22. Statistics is about people even if you can’t see the tears.

Book Review: “Teaming with Microbes – A Gardener’s Guide to the Soil Food Web” by Jeff Lowenfels & Wayne Lewis

My first time with the book review on video: It’s a lot of work but worth a try.

Learned a lot of bacteria and fungi and how they affect the plants – the symbiotic relationship among them. Very interesting. This is a must read for any one aspiring to be have a green thumb – gardener.

The book starts out with the basic science of the food web – how the roots secretes exudates to feed the microbes which in turn feed the the root. The nutrients come from the microbes in the organic world instead of the N-P-K petroleum-based fertilizers.

The food web from USDA.
USDA Food Web

Chapter 2 goes into the soil science – informative but not very interesting.

Chapter 3 covers the bacteria. Now that’s the half of the magic. The two groups: aerobic and anaerobic bacteria. The good soil smell comes from the volatile chemicals given out by the actinomycetes – particularly adept at decaying cellulose (long chain of carbon-based glucose that gives plants structure) and chitin. The Nitrogen cycle is introduced here.

Chapter 4 covers the fungi. The job of fungi is still mysterious to many scientists and it’s a huge topic by itself. I think this chapter added more confusion than clarification. I’ll find other sources to dig deeper.

Chapter 5, 6, 7, 8, 9, 10, 11 cover the Algae and Slim Molds. (Not much there). Protozoa (single-cell organism that eats bacteria), Nematodes (nonsegmented, blind roundworms), antropods (flies, beetles, and spiders), earthworms, and gastropods (snails), reptiles, mammals, and birds.

Part 2: is about applying soil food web science to yard and garden care.
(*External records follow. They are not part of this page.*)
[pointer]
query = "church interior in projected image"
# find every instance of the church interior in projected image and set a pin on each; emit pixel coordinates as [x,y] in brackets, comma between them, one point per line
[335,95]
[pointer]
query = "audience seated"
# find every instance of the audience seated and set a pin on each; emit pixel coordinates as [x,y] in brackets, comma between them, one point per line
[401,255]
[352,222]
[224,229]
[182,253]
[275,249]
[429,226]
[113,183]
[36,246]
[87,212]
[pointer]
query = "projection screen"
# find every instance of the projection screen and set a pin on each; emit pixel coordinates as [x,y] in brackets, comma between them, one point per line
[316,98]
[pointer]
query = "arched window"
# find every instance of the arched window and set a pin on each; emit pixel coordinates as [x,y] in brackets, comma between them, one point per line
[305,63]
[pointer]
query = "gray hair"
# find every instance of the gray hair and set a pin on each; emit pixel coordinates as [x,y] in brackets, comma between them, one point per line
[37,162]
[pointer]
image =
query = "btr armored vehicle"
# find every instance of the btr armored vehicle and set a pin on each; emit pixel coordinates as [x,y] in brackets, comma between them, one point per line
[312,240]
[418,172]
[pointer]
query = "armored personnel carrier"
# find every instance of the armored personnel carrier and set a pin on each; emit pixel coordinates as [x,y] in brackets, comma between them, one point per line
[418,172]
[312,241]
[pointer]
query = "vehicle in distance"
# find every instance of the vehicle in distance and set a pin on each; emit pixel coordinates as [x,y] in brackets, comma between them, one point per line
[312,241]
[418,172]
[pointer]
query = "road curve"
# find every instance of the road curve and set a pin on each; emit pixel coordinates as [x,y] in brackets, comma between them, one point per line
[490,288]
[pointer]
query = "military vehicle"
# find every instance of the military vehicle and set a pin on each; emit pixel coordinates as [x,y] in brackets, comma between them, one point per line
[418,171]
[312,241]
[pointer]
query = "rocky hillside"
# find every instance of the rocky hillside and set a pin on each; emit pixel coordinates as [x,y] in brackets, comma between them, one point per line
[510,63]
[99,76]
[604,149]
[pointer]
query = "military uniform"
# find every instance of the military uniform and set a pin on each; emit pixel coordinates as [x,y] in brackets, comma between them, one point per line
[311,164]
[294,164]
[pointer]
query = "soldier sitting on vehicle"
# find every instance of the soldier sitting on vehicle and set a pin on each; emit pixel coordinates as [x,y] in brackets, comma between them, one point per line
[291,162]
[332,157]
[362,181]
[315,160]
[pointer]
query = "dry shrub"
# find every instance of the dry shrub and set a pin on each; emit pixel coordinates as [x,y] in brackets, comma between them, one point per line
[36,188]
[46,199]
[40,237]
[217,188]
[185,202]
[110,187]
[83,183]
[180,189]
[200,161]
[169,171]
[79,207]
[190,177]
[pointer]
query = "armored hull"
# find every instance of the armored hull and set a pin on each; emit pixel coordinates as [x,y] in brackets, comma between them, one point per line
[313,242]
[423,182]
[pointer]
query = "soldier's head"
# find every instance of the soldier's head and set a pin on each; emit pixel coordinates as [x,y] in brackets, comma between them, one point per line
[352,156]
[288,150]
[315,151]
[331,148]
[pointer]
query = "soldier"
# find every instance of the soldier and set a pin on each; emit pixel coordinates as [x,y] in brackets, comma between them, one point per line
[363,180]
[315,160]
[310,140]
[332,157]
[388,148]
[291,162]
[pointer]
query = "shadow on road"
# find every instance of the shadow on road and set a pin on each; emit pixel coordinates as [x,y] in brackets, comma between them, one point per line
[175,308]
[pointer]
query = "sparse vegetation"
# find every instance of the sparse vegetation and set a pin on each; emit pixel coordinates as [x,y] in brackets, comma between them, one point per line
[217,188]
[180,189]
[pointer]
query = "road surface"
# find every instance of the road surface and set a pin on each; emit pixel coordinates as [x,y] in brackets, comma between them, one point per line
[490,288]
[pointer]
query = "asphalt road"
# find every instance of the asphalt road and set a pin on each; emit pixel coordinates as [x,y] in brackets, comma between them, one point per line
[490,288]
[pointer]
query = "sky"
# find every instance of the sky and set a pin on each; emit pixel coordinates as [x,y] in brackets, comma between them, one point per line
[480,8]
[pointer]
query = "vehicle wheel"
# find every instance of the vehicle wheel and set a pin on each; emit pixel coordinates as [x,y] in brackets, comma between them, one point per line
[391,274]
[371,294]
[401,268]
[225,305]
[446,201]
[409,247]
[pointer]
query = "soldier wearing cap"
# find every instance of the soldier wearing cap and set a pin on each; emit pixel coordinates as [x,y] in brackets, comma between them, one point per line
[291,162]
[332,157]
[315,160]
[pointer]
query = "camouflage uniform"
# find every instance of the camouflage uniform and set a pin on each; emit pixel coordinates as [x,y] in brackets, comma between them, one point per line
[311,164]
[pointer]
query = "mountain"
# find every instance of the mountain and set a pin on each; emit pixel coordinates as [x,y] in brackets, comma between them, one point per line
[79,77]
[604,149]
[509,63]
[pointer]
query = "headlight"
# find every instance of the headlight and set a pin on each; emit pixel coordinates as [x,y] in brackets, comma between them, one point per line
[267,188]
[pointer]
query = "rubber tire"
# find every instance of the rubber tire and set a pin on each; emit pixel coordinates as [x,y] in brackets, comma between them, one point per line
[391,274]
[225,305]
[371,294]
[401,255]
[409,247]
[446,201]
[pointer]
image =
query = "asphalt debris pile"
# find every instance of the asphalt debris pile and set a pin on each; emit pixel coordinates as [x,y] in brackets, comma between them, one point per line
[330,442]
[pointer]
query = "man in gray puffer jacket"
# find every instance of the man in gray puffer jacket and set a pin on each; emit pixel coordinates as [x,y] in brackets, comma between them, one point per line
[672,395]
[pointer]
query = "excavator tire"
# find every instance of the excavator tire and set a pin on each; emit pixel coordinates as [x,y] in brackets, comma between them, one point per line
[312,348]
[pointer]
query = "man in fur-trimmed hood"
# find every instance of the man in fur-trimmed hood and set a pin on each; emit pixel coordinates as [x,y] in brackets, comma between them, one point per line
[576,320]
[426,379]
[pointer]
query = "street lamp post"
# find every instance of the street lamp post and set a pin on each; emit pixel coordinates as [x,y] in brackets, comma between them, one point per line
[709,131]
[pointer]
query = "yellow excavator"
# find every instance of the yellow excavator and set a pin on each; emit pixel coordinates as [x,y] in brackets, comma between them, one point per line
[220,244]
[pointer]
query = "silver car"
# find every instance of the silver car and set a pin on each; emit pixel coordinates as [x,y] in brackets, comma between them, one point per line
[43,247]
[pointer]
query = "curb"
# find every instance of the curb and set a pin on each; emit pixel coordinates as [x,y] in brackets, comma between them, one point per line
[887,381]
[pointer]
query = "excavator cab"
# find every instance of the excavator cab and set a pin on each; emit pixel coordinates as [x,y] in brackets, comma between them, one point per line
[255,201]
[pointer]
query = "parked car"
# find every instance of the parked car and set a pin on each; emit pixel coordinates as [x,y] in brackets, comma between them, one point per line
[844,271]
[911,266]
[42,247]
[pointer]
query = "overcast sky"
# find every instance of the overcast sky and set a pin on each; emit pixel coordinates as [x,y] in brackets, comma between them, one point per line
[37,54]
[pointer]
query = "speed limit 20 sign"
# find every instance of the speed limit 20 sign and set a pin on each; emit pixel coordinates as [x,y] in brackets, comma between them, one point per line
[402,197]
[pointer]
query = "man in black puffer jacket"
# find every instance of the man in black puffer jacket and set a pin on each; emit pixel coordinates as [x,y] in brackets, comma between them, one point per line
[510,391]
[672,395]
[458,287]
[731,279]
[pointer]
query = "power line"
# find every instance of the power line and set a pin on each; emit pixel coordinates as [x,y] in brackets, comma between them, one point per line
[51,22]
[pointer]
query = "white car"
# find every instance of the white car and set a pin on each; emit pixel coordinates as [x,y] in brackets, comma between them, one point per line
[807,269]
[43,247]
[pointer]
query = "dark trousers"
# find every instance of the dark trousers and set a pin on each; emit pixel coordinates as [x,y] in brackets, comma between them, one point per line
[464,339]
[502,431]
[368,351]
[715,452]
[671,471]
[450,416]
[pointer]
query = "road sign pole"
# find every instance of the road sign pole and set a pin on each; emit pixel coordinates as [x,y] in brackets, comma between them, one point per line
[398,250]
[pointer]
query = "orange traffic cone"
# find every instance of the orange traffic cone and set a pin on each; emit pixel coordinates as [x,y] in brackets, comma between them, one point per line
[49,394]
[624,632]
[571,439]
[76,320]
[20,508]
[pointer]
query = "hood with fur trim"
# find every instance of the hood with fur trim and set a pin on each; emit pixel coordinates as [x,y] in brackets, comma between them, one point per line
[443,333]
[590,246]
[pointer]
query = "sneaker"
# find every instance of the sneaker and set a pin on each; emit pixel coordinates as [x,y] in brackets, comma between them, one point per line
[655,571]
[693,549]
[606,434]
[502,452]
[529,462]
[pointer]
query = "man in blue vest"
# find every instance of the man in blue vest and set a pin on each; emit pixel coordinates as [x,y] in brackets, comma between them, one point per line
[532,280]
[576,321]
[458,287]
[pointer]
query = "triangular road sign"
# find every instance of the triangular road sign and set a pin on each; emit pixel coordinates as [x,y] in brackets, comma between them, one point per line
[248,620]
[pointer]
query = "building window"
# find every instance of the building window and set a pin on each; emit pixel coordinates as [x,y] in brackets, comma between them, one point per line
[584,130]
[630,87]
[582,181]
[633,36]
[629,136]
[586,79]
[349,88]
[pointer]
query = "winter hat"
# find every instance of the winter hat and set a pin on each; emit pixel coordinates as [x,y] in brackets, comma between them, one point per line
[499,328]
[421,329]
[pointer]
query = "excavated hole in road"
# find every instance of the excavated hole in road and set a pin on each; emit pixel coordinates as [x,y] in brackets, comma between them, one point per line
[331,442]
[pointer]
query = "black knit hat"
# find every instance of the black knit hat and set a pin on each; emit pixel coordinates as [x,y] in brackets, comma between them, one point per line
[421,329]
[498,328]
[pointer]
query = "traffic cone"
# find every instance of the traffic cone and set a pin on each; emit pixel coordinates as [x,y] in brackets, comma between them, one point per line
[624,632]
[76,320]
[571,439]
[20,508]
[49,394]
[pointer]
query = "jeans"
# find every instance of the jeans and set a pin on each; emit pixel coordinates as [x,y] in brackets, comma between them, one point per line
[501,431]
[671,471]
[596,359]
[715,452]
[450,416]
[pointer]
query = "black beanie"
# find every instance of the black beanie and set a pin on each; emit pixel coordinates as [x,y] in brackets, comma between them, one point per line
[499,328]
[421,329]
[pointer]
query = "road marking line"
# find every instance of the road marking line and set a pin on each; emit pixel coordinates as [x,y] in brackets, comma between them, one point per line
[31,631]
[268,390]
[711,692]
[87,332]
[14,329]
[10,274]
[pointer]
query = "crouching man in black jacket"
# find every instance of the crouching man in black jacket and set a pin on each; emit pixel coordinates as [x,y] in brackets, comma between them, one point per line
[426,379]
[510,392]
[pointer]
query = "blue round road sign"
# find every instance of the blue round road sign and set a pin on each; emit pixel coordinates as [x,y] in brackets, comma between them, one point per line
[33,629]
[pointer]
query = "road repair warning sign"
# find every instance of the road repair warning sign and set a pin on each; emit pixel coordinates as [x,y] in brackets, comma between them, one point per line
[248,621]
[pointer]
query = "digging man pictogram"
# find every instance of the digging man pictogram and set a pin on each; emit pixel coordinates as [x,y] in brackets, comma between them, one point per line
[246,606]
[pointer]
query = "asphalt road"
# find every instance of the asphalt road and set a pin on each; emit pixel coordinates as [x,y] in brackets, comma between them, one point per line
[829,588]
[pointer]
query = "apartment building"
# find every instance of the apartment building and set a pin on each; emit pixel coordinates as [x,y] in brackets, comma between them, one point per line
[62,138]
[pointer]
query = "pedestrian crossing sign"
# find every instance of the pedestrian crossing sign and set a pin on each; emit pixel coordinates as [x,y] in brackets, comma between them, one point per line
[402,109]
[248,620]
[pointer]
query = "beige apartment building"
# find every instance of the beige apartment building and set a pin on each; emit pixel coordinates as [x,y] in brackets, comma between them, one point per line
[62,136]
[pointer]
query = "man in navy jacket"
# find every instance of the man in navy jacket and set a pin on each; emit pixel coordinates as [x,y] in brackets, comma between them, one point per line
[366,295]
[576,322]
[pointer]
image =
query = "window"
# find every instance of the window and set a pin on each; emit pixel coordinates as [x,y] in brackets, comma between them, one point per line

I got the most out of the compost tea making. But for the most parts the following 19 rules are the key points:

1) Some plants prefer soils dominated by fungi; others prefer soils dominated by bacteria.
2) Most vegetables, annuals, and grasses prefer their nitrogen in nitrate form and do best in bacterially dominated soils.
3) Most trees, shrubs, and perennials prefer their nitrogen in ammonium form and do best in fungal dominated soils.
4) Compost can be used to inoculate beneficial microbes and life into soils around your yard and introduce, maintain, or alter the soil food web in a particular area.
5) Adding compost/ compost teas and its soil food web to the surface of soil will inoculate the soil with the same soil food web.
6) Aged, brown organic materials support fungi; fresh, green organic materials support bacteria.
7) Mulch laid on the surface tends to support fungi; mulch worked into the soil tends to support bacteria.
8) If you wet and grind mulch thoroughly, it speeds up bacterial colonization.
9) Coarse, dryer mulches support fungal activity.
10) Sugars help bacteria multiply and grow; kelp, humic and fulvic acids, and phosphate rock dusts help fungi grow.
11) By choosing the compost you begin with and what nutrients you add to it, you make teas that are heavily fungal, bacterially dominated, or balanced.
12) Compost teas are very sensitive to chlorine and preservatives in the brewing water and ingredients.
13) Applications of synthetic fertilizers kill off most or all of the soil food web microbes.
14) Stay away from additives that have high NPK numbers.
15) Follow any chemical spraying or soil drenching with an application of compost tea.
16) Most conifers and hardwood trees (birch, oak, beech, and hickory) form mycorrhizae with ectomycorrhizal fungi.
17) Most vegetables, annuals, grasses, shrubs, softwood trees, and perennials form mycorrhizae with endomycorrhizal fungi.
18) Rototilling and excessive soil disturbance destroy or severely damage the soil food web.
19) Always mix endomycorrhizal fungi with the seeds of annuals and vegetables at planting time or apply them to roots at transplanting time.